The change from winter to spring brings literal and figurative brighter days, which were cause for celebration and reflection during a change of seasons ceremony held at Awen Gathering Circle on Sunday.
James Carpenter, an Indigenous elder, knowledge keeper and traditional healer, led a crowd of Indigenous and non-Indigenous people in the ceremony, teaching them to say hello in Ojibwe and sing a song. The ceremony, as it happened, also fell on the first day of spring.
Carpenter reminded the crowd of the renewal that spring brings in the air, water, land, and spirit.
“It was special to see the greater community of the town come out and support us. It shows the hearts of our community are in the right place,” said Carpenter. “With the first day of spring and some restrictions lifting, to me, it was beautiful.”
The March 20 event was one of the first public ceremonies to take place at the Awen Gathering Circle in Harbourview Park since it was officially opened and dedicated in a ceremony also led by Carpenter.

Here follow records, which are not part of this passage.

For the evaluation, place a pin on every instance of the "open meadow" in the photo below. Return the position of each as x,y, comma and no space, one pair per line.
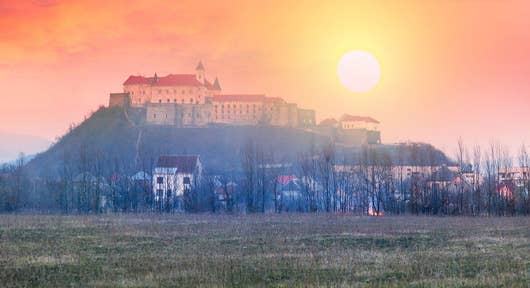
263,250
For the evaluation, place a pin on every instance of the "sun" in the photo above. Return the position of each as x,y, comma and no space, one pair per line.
358,71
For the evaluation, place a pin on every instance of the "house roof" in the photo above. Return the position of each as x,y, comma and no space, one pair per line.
141,176
444,174
328,122
216,84
347,117
274,100
183,163
239,98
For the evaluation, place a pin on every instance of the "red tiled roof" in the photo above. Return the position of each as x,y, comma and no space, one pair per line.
239,97
209,85
347,117
284,179
328,122
178,80
137,80
169,80
274,100
183,163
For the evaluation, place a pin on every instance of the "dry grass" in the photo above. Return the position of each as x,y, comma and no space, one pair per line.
263,250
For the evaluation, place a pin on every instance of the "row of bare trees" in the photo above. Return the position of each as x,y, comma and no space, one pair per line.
322,179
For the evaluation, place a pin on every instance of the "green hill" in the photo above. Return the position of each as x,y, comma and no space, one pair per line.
114,140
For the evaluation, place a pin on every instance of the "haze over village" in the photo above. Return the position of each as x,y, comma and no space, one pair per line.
264,143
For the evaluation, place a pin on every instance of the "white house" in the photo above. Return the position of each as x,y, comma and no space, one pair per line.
173,175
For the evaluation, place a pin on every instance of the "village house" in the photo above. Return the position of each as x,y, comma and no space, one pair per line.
190,100
173,176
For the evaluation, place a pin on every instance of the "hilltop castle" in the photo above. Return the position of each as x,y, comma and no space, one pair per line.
191,100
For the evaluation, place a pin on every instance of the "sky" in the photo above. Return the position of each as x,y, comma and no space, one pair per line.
449,69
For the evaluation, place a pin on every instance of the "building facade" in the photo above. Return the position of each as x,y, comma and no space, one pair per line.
190,100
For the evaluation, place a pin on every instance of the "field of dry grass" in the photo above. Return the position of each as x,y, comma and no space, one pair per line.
260,250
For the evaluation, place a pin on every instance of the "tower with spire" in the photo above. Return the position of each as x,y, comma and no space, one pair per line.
199,72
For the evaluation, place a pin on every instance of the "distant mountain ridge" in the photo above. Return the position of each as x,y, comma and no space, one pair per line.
12,144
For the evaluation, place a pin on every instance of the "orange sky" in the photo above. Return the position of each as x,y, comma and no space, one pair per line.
448,68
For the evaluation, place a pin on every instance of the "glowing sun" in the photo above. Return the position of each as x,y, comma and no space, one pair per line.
358,71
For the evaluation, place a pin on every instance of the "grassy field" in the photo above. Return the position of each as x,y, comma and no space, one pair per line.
260,250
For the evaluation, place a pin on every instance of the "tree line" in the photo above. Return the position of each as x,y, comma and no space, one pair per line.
322,179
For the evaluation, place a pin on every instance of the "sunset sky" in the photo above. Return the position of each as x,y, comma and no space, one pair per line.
448,68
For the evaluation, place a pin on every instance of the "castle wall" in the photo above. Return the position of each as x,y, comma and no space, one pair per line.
161,114
179,94
140,94
237,112
118,99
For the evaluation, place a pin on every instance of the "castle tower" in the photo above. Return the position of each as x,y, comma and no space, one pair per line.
199,72
216,84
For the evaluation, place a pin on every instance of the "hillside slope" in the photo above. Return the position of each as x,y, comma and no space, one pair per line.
112,141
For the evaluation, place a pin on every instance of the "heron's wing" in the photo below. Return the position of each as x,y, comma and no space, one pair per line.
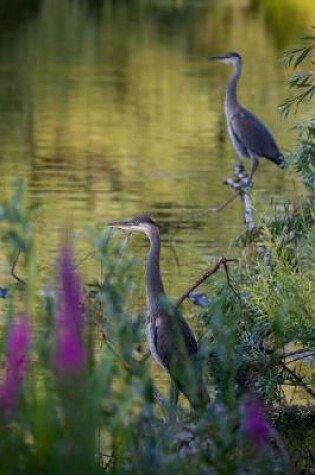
253,134
173,339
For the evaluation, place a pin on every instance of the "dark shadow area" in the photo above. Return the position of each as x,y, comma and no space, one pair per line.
15,13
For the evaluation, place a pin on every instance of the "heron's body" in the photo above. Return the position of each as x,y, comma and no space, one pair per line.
249,136
170,340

“I got to teach the greater community a few words, we got to sing a song, and I helped them remember their connection to Mother Earth,” said Carpenter. “I think everyone feels it and knows it, their connection to the air, the water, the land, the spirit, and the sacred fire. It’s important to teach them about spirit and remind them that renewal is on the way.”
Collingwood resident, Muckpaloo Ipeelie, who is Inuk, was one of the organizers of Sunday’s event. She started a Facebook page called Collingwood Indigenous Circle and joined the town’s Unity Collective, and has made it a personal goal to help facilitate more gatherings for Indigenous people living in Collingwood.
“We have been yearning for this connection for a long time,” said Ipeelie as she introduced the ceremony on Sunday “Today is also a celebration that we have found each other here in Collingwood.”
This was the first in-person event she organized for the Circle, with help from town staff, Carpenter, and the Unity Collective.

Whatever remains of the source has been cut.